Éducation sentimentale

Avec ce troisième ouvrage largement autobiographique, Abdellah Taïa donne une fois encore à lire un texte à l’écriture parfaitement maîtrisée.

Publié le 18 avril 2006 Lecture : 2 minutes.

Un jeune Marocain débarque à Genève pour y poursuivre ses études. Il a tant rêvé de l’Europe que l’atterrissage est brutal. L’ami suisse qu’il pensait trouver à son arrivée lui a fait faux bond. Faute d’argent, et en attendant de percevoir sa bourse, l’adolescent trouve refuge à l’Armée du salut.
Cet épisode donne son titre au roman d’Abdellah Taïa, 33 ans, dont les premiers livres, Mon Maroc et Le Rouge du Tarbouche (Séguier 2000 et 2005), ont révélé une plume talentueuse. Un talent qui se confirme dans ce récit largement autobiographique.
L’auteur commence par se remémorer son enfance dans une famille modeste de Salé, la ville jumelle de Rabat.

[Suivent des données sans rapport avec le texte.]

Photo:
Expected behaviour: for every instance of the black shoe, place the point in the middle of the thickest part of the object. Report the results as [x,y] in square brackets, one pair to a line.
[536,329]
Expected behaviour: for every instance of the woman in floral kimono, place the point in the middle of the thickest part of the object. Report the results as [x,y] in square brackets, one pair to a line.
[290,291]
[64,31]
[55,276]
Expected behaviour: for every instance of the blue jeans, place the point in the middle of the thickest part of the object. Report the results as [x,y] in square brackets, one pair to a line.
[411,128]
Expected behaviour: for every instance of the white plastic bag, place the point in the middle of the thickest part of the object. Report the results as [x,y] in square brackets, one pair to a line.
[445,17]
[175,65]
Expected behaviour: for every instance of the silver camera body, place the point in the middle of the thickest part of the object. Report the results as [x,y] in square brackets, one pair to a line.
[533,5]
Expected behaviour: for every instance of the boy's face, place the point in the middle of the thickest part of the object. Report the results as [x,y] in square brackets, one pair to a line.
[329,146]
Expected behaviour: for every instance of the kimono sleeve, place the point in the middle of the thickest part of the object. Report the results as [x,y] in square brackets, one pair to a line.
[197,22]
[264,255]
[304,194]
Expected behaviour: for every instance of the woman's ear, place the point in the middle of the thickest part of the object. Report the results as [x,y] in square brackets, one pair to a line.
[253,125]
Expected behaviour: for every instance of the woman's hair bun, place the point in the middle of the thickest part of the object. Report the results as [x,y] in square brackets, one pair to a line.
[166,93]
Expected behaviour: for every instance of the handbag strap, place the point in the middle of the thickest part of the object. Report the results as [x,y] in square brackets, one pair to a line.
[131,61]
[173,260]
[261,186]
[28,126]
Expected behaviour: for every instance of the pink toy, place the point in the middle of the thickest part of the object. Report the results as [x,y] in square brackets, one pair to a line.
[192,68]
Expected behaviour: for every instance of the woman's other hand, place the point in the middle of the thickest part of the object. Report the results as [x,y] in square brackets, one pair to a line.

La maison compte trois pièces, une pour le père, une autre pour le plus âgé des garçons, Abdelkébir, la dernière pour le reste de la « tribu » : la mère, les six filles, le narrateur ainsi que son cadet Mustapha.
Abdelkébir ! Plus que l’aîné qu’on respecte et craint tout à la fois, il est un héros, une idole pour le jeune garçon : « Mon frère, c’était toute ma vie quand j’étais au Maroc. Il m’a aidé à faire des phrases, à écrire des lettres. J’ai pleuré avec ses mots, en pensant à lui. Il m’a acheté un billet d’avion, un beignet au sucre un soir à la médina de Rabat, une brosse à dents bleue, un slip de bain blanc et un manteau d’hiver que je porte encore aujourd’hui. »
Ce frère, dont il admire le corps, boit les paroles, s’enivre de l’odeur est le premier homme que le petit Abdellah a aimé et désiré. Et c’est à travers cette passion que se révèle son homosexualité.
Tout l’art de Taïa est d’évoquer avec délicatesse mais sans faux-semblant les sujets les plus délicats. Lorsqu’il raconte sa liaison avec Jean, qu’il a connu à Rabat et avec lequel il a voyagé à travers le Maroc avant de découvrir l’Europe à son invitation, il ne cache rien de l’ambiguïté de leur relation. Avec son argent, l’ami suisse ne peut-il pas tout s’acheter, y compris l’amour d’un jeune Marocain ?
Partagé entre, d’un côté, son désir de liberté et son ambition de devenir un « intellectuel », et, de l’autre, son attachement à son pays, aux siens, le jeune homme vogue d’une rive à l’autre, désemparé. Le livre se termine sur cette note ambivalente. Mais on peut imaginer la suite : les brillantes études – Abdellah Taïa prépare un doctorat de lettres à Paris -, les premiers livres publiés, la reconnaissance littéraire. Autant de matière pour d’autres ouvrages à l’écriture aussi élégamment maîtrisée.